You probably don’t think a lot about how plastic parts are designed and made.

But some people do, and Chris Oberste is one of them.

While a graduate student at Georgia Tech, Oberste researched and developed a new technology to manufacture reinforcement materials for plastic parts. Shortly thereafter, he and co-founder Lewis Motion launched a company, WEAV3D®, to bring it to market – and GRA became one of the first investors.

Rebar for Plastics™ is the shorthand for what WEAV3D’s technology produces. Just as steel bars and mesh add strength to concrete and masonry, the structural “lattices” produced by the WEAV3D machine do the same for plastics and other materials.

HOW IT’S DIFFERENT: A reinforced plastic component has a set amount of stiffness and strength – its rigidity and the amount of load it can withstand is fixed.

But WEAV3D can engineer and produce a component that has different degrees of stiffness and strength within different areas of a single component. They call this “tunability,” meaning the technology can tune the physical properties of different areas within the lattice (by varying lattice density and reinforcement materials).

Another differentiator: Components made with WEAV3D’s reinforcement lattices also weigh less than traditionally formed components. And the WEAV3D material costs up to 75% less than traditional, laminate-based composites.

WHO WOULD BUY THIS: Auto manufacturers, for one. Says Oberste: “The industry has a unique challenge, in that they need lightweight materials for components to satisfy fuel economy regulations. Yet it’s hard to make lightweight components at a high volume.”

The WEAV3D system has many other potential markets – aircraft, sporting goods and construction products, to name a few. This fall, the company announced that a maker of trenches that hold cables for utilities and rail systems will use WEAV3D technology to produce better reinforcement cages inside the polymer concrete used to make the trench.

Made from a patent-pending material, the WEAV3D-produced cages will add strength to the trenches. They’ll replace steel reinforcement cages, which don’t bond well with polymer concrete, and which rust if exposed.

HOW THE SYSTEM WORKS: “The machine itself is basically a cross between a textile weaving loom and continuous-lamination equipment,” Oberste explains. An array of thin, tape-like materials made of fiber-reinforced thermoplastic are fed into the machine – but from two directions, not one.

“We control how the tapes are woven and how tightly spaced they are, to form the weave,” Oberste explains. “As the machine does the weaving, the plastic in the tape material is heated, so that it bonds to the other tapes around it and forms the lattice structure.” Better still, the technology is significantly faster than conventional tape-laying processes, especially when it is used to form multiple layers of material simultaneously.

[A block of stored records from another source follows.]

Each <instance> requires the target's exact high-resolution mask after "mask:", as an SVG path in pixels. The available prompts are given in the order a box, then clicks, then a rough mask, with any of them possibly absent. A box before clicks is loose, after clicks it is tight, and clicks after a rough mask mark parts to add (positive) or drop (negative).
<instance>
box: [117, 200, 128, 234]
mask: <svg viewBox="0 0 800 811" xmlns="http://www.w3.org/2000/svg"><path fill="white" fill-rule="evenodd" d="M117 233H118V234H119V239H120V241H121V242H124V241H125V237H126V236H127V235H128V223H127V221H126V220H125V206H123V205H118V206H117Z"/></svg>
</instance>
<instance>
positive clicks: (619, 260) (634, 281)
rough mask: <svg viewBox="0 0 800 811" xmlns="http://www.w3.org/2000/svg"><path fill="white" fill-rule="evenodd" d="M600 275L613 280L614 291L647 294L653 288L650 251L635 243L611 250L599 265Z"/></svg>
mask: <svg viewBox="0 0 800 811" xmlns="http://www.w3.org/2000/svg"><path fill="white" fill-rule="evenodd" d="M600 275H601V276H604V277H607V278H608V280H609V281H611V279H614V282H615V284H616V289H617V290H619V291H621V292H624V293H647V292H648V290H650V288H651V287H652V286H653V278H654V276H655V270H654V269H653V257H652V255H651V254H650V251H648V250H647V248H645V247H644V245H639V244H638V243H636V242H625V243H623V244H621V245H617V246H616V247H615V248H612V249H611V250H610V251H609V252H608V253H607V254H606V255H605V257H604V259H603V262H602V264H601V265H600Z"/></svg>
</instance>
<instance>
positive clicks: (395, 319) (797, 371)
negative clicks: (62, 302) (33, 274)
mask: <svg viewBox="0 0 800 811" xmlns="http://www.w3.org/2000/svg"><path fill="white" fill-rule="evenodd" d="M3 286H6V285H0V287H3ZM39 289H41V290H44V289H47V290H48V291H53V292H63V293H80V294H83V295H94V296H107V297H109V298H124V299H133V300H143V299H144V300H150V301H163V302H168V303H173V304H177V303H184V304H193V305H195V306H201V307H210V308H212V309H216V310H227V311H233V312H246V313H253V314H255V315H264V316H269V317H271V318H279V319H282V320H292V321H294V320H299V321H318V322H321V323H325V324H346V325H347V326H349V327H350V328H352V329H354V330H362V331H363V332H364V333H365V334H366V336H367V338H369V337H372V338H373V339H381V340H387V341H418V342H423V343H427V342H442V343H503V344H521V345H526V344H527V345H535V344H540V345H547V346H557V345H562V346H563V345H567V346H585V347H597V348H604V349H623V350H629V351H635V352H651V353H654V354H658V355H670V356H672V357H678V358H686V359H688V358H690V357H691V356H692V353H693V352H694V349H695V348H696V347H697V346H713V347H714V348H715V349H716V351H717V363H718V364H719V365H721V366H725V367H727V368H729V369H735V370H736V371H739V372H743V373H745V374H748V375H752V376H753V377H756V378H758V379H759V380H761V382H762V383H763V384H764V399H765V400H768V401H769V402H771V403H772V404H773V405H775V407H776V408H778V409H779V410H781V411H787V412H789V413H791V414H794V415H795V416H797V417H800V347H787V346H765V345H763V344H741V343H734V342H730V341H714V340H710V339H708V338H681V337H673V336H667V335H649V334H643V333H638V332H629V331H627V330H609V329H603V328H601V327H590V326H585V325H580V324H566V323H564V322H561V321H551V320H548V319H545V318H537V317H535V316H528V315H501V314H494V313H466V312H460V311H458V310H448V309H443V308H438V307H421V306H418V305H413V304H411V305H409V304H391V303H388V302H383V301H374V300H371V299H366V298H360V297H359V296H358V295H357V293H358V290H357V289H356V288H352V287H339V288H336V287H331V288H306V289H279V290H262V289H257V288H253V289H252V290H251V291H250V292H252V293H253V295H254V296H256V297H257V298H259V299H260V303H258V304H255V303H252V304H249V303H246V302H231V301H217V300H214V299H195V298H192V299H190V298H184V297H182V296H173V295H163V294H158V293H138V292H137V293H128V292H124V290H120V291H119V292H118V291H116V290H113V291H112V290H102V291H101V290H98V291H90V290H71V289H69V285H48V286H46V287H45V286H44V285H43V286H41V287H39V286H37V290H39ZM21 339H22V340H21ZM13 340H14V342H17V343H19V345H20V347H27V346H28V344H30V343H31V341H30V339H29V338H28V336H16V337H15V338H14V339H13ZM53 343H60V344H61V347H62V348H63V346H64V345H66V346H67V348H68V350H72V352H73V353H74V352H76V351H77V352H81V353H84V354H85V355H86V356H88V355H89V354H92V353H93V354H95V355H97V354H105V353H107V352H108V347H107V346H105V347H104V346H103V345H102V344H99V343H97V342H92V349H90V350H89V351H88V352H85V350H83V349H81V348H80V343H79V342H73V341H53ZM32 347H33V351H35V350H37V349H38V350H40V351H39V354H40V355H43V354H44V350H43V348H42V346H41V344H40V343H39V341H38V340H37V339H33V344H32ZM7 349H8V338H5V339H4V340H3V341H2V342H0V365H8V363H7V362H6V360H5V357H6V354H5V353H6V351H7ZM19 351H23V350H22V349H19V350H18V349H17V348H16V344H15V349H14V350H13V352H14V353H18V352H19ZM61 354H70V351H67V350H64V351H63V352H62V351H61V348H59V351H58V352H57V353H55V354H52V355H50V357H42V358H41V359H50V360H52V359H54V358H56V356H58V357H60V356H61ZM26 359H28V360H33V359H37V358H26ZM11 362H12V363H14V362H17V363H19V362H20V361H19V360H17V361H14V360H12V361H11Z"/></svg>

WHERE’S THE SWEET SPOT: It’s between no reinforcement and premium reinforcement – the uniqueness of WEAV3D technology places the company right in the middle. Using WEAV3D, manufacturers can strengthen parts with a single lattice component able to handle varying load demands – but at a fraction of the cost of other structural reinforcements.

HOW TO EMPOWER THE CLIENT: While WEAV3D knows how to optimize the density of its reinforcement lattice parts, the company is developing software to give the manufacturing client that capability. “Eventually we will reach the point where the customer can define variables, like the geometry of the part and the force applied on that part, then just press a button,” Oberste says. “After that, the machine will generate the lattice that meets those requirements.”

Such software, he says, is still a couple of years away, though “we’ll have a version of that capability sometime next year.”